Este livro trata do último dia da guerra. Na primeira parte, Márai recria uma espécie de entrevista coletiva do Marechal Bittencourt, que comanda as tropas, com os jornalistas que estão no cenário de guerra. Um deles é Euclides da Cunha. Na segunda parte, o marechal tem uma longa conversa com uma mulher, uma irlandesa, que está entre os três últimos prisioneiros. Ela veio em busca do marido, um médico rico e famoso que abandona sua clínica para viver entre a gente.
Quando chega, a mulher não mais o encontra vivo. Mas permanece e fica fascinada pela vida na fortaleza de taipa, pela sua gente. Sándor Márai escreveu seu belo livro por força do impacto tremendo que sofreu ao ler a versão inglesa da obra-prima de Euclides da Cunha.
Já o premiado escritor gaúcho usa um texto vigoroso, limpo e elegante para narrar, pela boca de seus personagens, o cotidiano de pessoas que se submetem as privações de todas as dimensões, inclusive da dignidade, em busca uma vida melhor no céu.
Essa vida dura é contada pela jovem Maria Guilhermina, de 15 anos. Ela é cortejada por um jovem poeta e guerreiro pernambucano, que tem uma estampa semelhante a de seu ídolo, o poeta Castro Alves. Também um jovem e culto oficial inglês – que nas suas horas vagas traduz para o português brasileiro algumas cenas de Romeu e Julieta – se apaixona pela jovem baiana.
Nas declarações, conversas, cartas e poemas destes jovens, temos um retrato do Império do Belo Monte, como também foi conhecida a cidadela de Canudos.
“Como se soubesse ler pensamentos, certo dia Seu Noé parou ao meu lado e, depois de tamborilar com os dedos sobre o balcão, fez um comentário em voz baixa:
– Amor e guerra são como alegria e tristeza, andam sempre de dedos trançados.
Surpreendida, me voltei para o velho. Só nós dois estávamos no armazém. Seria aquela uma frase solta ou estaria ele insinuando que sabia das minhas preocupações?
– De dedos trançados?
– É isso mesmo, senhorita. Amor e guerra vivem agarrados, a mão de um na mão de outro, embora sejam um o contrário exato do outro.
– Como assim?
– Matutando sobre a batalha de Uauá, me acudiu uma ideia.
Todo aquele que perdeu a vida por lá ou amava alguém ou era amado por alguém. A morte atiça o amor dos vivos pelos que se vão deste vale de lágrimas. Daí eu concluí, menina, que a guerra sempre anda embaralhada com o amor”.

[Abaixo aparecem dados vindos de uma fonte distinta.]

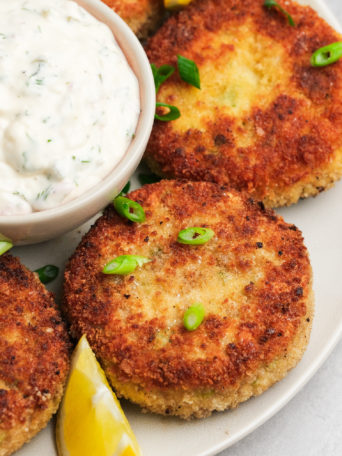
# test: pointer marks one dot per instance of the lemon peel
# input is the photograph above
(90, 420)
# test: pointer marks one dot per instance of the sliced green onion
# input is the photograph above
(47, 273)
(129, 209)
(125, 189)
(274, 4)
(327, 54)
(195, 236)
(193, 317)
(148, 178)
(173, 113)
(124, 264)
(4, 246)
(188, 71)
(161, 74)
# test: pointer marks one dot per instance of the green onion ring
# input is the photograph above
(188, 71)
(172, 115)
(4, 246)
(161, 74)
(125, 190)
(195, 236)
(129, 209)
(47, 273)
(327, 55)
(125, 264)
(193, 317)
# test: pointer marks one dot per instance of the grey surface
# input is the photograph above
(311, 424)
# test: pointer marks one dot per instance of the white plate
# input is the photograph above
(320, 220)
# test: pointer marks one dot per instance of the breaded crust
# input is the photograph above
(264, 121)
(253, 278)
(143, 16)
(34, 355)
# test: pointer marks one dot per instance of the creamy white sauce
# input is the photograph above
(69, 103)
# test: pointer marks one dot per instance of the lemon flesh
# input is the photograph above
(90, 420)
(175, 4)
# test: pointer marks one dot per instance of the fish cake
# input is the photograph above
(253, 279)
(34, 355)
(265, 121)
(143, 16)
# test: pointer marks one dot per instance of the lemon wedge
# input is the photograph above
(90, 421)
(175, 4)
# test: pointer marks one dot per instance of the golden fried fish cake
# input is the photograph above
(265, 121)
(34, 355)
(253, 279)
(143, 16)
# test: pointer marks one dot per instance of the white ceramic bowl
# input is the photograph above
(41, 226)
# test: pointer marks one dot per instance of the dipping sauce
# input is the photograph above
(69, 103)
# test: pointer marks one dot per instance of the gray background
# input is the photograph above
(311, 424)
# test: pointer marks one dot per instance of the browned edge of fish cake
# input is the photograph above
(265, 121)
(254, 279)
(34, 355)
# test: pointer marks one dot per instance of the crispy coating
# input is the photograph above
(253, 278)
(34, 355)
(264, 121)
(143, 16)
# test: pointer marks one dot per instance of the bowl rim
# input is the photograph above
(128, 43)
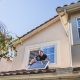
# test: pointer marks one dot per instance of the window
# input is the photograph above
(50, 51)
(78, 26)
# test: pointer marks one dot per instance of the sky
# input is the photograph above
(21, 16)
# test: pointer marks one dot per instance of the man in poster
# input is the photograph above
(40, 58)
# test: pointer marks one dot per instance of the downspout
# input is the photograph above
(67, 34)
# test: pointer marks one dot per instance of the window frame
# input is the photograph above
(78, 27)
(44, 44)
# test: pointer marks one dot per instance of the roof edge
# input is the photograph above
(28, 34)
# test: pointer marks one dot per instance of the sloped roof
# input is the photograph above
(69, 7)
(55, 18)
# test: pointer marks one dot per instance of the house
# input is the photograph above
(58, 37)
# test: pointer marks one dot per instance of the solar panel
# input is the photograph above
(38, 65)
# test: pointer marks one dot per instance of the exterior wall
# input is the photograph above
(54, 33)
(76, 39)
(76, 56)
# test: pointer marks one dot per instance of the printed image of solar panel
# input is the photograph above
(38, 65)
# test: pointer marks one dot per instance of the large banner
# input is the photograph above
(48, 50)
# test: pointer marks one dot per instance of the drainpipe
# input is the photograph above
(69, 33)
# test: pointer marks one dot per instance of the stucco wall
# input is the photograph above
(55, 33)
(73, 19)
(76, 55)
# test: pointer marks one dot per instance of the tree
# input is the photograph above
(6, 42)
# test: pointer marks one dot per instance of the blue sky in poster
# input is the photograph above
(20, 16)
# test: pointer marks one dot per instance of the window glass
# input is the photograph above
(78, 21)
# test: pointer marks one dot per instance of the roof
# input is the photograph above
(69, 7)
(37, 28)
(40, 71)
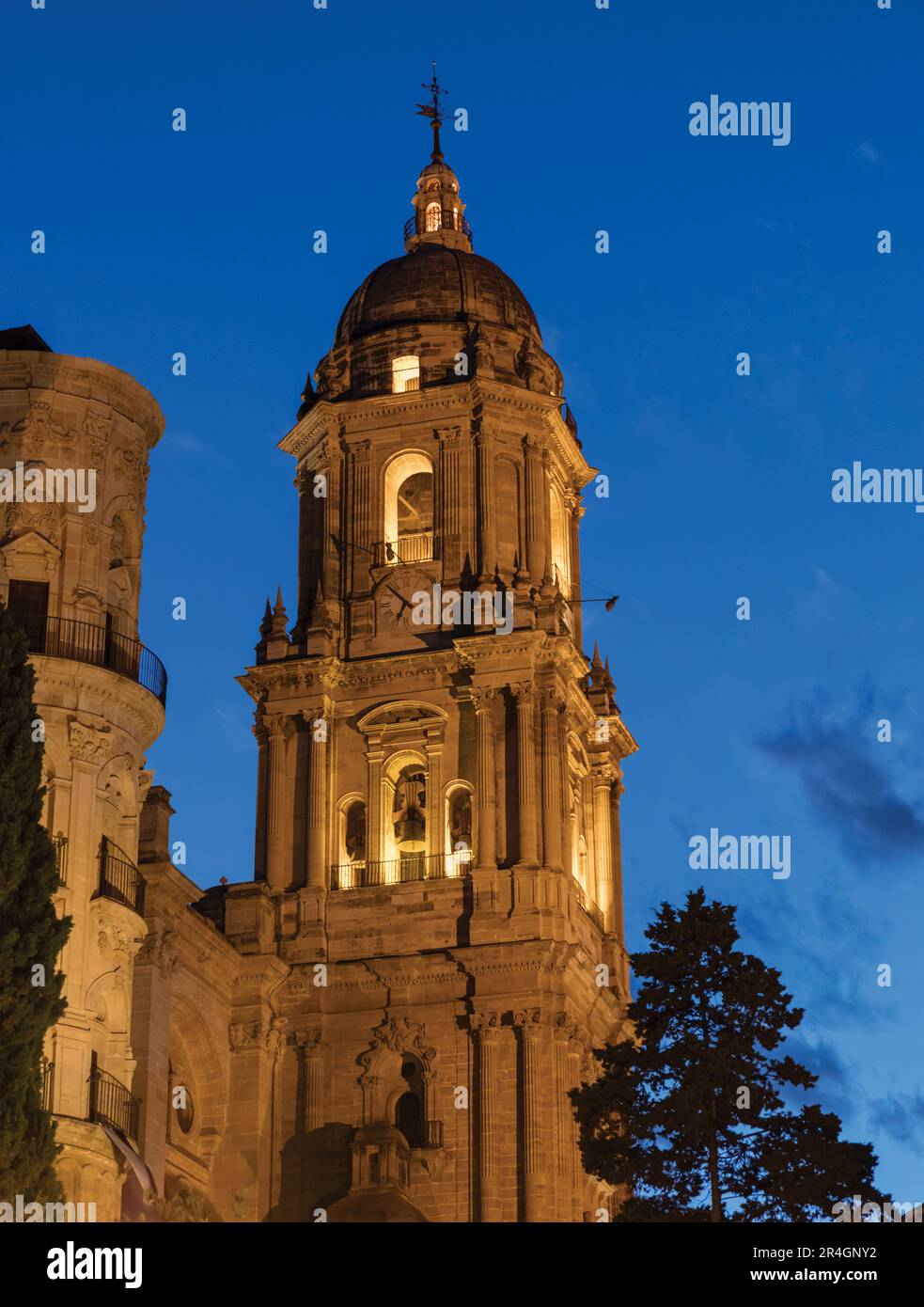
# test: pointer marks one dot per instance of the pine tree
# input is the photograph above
(30, 935)
(688, 1115)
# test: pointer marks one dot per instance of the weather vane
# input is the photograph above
(432, 110)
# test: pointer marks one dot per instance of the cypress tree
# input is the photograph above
(689, 1115)
(30, 934)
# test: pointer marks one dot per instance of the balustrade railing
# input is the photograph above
(119, 877)
(46, 1071)
(60, 843)
(414, 867)
(113, 1105)
(415, 548)
(86, 642)
(424, 1133)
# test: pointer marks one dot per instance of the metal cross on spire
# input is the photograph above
(432, 110)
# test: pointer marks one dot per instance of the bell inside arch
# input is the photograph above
(408, 811)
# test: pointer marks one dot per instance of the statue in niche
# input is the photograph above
(408, 811)
(355, 833)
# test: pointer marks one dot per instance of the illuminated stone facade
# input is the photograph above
(382, 1024)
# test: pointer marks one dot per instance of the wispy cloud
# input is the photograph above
(849, 777)
(902, 1115)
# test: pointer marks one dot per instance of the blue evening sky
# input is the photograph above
(720, 485)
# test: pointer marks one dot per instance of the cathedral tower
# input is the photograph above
(432, 940)
(74, 436)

Neste trecho, a jovem Guilhermina está se referindo ao velho Noé, um antigo escravo, que comprou sua alforria, e que acompanha a família de comerciantes, os Serro Azul, até o sertão. A mudança da família de Salvador para a cidade miserável se dá porque o pai de Guilhermina, sobrinho do Conselheiro, espera fazer fortuna por lá.
Seu Noé, a sabedoria encarnada em um velho homem do povo, é quem estará sempre alertando a adolescente Maria Guilhermina sobre os perigos daquele mundo desconhecido e árido, que é o interior da Bahia.

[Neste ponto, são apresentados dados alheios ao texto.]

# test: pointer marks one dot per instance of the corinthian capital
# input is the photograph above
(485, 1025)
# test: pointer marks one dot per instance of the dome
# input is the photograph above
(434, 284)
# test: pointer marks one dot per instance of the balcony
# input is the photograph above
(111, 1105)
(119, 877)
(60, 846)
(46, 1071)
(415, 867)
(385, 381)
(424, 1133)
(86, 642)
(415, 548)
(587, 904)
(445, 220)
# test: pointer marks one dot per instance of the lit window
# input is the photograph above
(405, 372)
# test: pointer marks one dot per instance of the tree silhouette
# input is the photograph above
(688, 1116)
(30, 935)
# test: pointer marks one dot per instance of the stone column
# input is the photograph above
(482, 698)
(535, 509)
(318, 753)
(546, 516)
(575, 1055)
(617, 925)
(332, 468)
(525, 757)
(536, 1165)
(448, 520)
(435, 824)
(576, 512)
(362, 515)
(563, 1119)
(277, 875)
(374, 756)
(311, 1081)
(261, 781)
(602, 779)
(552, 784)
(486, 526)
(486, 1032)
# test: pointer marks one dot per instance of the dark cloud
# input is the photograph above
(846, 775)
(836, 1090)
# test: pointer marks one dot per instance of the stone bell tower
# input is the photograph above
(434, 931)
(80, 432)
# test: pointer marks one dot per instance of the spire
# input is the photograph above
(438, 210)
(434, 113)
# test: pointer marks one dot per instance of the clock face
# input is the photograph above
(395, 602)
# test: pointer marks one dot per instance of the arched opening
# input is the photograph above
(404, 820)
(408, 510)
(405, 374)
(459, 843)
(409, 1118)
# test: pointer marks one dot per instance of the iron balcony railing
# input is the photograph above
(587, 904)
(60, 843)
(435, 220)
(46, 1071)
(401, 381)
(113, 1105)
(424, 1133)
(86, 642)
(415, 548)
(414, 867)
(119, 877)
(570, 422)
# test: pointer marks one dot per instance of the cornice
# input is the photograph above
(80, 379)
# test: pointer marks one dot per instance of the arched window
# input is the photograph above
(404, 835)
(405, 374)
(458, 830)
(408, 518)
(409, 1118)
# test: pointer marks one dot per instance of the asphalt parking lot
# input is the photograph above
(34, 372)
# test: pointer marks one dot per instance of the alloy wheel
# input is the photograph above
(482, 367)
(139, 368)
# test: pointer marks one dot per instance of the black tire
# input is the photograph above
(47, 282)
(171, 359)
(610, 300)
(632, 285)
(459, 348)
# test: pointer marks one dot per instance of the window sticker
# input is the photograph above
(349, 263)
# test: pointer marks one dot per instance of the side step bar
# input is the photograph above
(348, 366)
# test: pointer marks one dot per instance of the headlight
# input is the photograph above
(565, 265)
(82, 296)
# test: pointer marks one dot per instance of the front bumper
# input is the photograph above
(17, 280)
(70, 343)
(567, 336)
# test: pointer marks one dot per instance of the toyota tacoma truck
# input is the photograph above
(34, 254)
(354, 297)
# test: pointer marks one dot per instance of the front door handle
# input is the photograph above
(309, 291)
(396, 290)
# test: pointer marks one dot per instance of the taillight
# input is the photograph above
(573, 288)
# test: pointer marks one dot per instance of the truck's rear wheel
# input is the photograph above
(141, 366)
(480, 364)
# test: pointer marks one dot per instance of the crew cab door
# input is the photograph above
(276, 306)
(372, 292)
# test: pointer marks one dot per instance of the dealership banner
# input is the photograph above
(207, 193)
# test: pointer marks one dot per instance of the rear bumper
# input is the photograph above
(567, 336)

Outra fala de seu Noé, sobre as plantas da região:
– Elas se fazem de mortas a maior parte do tempo, mas revivem na primeira chuva. O sertão é isso, menina. Aqui, mesmo quem está muito vivo, se faz de defunto pra enganar o Diabo, que é o dono dessa terra. O sertão é o inferno sem as labaredas.
Antônio Conselheiro também se fez de morto ao acabar com qualquer esperança do sobrinho comerciante de ganhar dinheiro em Canudos: “Sua felicidade aqui será apenas espiritual. Como desprezamos os bens materiais, você não vai ficar rico. Só há gente pobre morando aqui”, disse o Conselheiro.
O comerciante tentou remediar a situação dizendo que se contentava em estar ali pelo prazer de ajudar seu tio. “Aqui não temos prazer nenhum”, disse o líder religioso de Canudos. “Só rezamos e louvamos o bom Jesus”. O Conselheiro achava que mundo acabaria antes da pouca comida que ainda tinham.
Com experiência em mais de 35 anos em literatura para leitores juvenis, Cazarré publicou cerca de 50 livros, muitos deles premiados. Um deles ganhou o prêmio Jabuti, mais importante premiação da literatura brasileira.